Classic Beef Wellington Recipe
Ingredients
- 1.5 to 2 lbs beef tenderloin
- Salt and freshly ground black pepper
- 2 tablespoons olive oil
- 8 ounces mushrooms, finely chopped
- 2 tablespoons Dijon mustard
- 8 slices of prosciutto
- 1 sheet of puff pastry (thawed if frozen)
- 1 egg, beaten (for egg wash)
Instructions
Step 1: Prepare the Beef
Preheat your oven to 400°F (200°C). Season the beef tenderloin generously with salt and black pepper. In a hot skillet, heat the olive oil and sear the beef on all sides until browned. This should take about 2-3 minutes per side. Once done, remove the beef from the skillet and let it cool.

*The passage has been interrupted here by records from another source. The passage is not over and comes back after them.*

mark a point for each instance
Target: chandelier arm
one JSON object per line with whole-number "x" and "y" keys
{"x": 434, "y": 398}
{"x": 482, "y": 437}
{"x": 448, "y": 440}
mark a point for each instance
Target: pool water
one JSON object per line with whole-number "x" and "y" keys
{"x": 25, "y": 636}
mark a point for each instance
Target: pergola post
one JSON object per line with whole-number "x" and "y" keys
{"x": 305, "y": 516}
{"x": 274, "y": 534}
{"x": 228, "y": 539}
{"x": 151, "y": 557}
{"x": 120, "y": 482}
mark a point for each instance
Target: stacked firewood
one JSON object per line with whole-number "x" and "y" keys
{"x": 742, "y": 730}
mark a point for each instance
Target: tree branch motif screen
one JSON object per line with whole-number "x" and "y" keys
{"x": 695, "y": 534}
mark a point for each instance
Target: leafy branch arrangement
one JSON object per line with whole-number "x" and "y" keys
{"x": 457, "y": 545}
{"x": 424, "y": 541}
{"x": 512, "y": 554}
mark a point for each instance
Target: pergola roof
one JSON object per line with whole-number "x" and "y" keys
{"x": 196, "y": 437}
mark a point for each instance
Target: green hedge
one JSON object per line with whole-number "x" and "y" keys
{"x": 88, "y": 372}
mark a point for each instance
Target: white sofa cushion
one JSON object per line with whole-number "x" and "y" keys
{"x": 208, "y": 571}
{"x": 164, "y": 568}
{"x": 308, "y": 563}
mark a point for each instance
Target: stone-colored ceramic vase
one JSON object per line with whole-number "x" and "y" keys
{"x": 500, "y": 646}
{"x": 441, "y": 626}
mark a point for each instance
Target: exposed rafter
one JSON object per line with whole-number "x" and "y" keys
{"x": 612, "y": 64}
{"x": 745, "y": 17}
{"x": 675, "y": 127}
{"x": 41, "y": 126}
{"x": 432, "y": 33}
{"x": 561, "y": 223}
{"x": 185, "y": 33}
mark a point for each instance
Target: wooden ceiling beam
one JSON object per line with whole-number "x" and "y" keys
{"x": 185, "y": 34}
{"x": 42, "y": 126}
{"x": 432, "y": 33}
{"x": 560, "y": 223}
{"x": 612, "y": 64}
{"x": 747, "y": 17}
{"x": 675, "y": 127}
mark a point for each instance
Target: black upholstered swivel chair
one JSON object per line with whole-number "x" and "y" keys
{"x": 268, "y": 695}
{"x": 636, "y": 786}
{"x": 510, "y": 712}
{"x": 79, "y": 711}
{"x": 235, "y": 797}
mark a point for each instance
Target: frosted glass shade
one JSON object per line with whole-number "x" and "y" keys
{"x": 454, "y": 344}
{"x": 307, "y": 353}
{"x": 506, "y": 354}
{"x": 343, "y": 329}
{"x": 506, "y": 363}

Step 2: Make the Mushroom Duxelles
In the same skillet, add the finely chopped mushrooms and cook them until all moisture has evaporated and they're golden brown. This usually takes about 10 minutes. Remove from heat, allow to cool, and then mix in the Dijon mustard.
Step 3: Assemble the Wellington
On a clean surface, lay out the prosciutto slices, slightly overlapping them. Spread the mushroom mixture over the prosciutto, then place the beef on top. Roll the prosciutto around the beef tightly and then wrap the entire thing in the puff pastry, sealing the edges with beaten egg.
Step 4: Bake
Place the wrapped Wellington on a baking sheet. Brush the top with the remaining beaten egg and score lightly with a knife for decoration. Bake in the preheated oven for about 25-30 minutes, or until the pastry is golden brown.
Step 5: Serve
Let the Beef Wellington rest for about 10 minutes before slicing. Serve with your choice of sides and enjoy this exquisite dish!
Tips
- Make sure not to overcook the beef, as it will continue to cook slightly while resting.
- You can add herbs like thyme or rosemary to the mushroom mixture for extra flavor.